And, of course, there are monsters to hunt! Skinwalkers, vampires, harpies, werewolves, a water horse, a siren (yeah, in the desert-dry Old West), and some Native American creatures that are new to me. Can’t have either a western or an urban fantasy without something to hunt.

I’m really impressed with this first book in The Shadow series, and I’m hoping I get to read book 2, A Conspiracy of Ravens, fairly soon. This is a series I am really going to enjoy.

Agent Annie says…

The narrator of this book did a wonderful job capturing Nettie’s voice. Nettie/Rhett is a wonderful main character. The book kept my attention and I enjoyed being introduced to the world that Lila Bowen created with all sorts of different “monsters.” I also thought the author did a nice job introducing subtle elements of sexual orientation and gender identification and the different ways people are treated according to their race. The note at the end of the book was good to know since the author explained where she used historical fact and where she completely made up stuff.

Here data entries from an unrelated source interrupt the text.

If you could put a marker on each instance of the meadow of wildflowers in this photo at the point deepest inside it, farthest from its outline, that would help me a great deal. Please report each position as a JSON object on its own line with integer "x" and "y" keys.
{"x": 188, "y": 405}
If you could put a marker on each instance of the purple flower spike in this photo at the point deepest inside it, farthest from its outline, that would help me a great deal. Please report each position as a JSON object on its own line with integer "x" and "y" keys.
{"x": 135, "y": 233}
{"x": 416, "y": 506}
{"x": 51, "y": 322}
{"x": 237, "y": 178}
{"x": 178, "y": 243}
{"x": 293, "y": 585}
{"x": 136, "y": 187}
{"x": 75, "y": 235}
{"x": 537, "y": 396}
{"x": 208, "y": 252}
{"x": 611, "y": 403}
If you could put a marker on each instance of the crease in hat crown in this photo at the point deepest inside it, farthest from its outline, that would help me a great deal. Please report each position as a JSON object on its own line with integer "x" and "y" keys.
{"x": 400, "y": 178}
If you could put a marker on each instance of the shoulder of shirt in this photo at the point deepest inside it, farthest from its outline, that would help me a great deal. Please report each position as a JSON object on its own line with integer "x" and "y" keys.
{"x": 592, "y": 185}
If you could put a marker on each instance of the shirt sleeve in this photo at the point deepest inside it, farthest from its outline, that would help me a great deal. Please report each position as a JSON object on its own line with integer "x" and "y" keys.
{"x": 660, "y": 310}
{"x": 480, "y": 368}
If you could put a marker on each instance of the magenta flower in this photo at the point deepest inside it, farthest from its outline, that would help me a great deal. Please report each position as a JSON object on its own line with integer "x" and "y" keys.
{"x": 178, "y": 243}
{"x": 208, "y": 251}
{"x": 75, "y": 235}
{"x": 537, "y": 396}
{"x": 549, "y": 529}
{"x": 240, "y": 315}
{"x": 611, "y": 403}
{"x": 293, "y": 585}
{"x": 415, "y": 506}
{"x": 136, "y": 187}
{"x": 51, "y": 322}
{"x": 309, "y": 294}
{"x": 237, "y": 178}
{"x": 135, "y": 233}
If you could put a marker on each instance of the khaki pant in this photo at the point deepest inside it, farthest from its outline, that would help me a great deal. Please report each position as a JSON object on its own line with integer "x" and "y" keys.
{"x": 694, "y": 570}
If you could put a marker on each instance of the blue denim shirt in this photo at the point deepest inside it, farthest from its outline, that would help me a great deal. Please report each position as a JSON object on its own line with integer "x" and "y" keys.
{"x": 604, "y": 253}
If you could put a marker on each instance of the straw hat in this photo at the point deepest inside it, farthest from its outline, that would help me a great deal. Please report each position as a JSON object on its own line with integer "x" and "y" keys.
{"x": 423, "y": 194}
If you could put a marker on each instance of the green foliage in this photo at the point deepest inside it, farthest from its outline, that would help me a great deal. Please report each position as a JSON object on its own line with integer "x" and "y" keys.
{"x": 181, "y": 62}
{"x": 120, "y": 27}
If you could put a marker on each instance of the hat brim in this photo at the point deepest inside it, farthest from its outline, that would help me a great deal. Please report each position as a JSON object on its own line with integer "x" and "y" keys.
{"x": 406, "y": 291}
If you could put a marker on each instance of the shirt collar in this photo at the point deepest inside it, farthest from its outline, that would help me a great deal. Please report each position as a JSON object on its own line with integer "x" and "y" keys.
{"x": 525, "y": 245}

The only issue I had with the book was the way in which Nettie defeats the cannibal owl. This was supposed to be the biggest, baddest monster out there, and had been for decades. The final battle scene and the death of the cannibal owl seemed just a bit too easy for me to accept even though Nettie was reaching the height of her own power. The final pages of the book did reinstate my high opinion of the book, and I look forward to reading more about Nettie in the next book, Conspiracy of Ravens, and then Malice of Crows (do you feel a bird theme going?) I give this book 4 stars.


Check out Dark Alchemy by Laura Bickle. It’s not really a western, but it felt like a western to me when I read it. If you just want a taste of western paranormal, try the anthologies Dead Man’s Hand: An Anthology of the Weird West by John Joseph Adams and Westward Weird by Martin H. Greenberg.

I received an ARC of this book  from the author/publisher. All opinions are my own.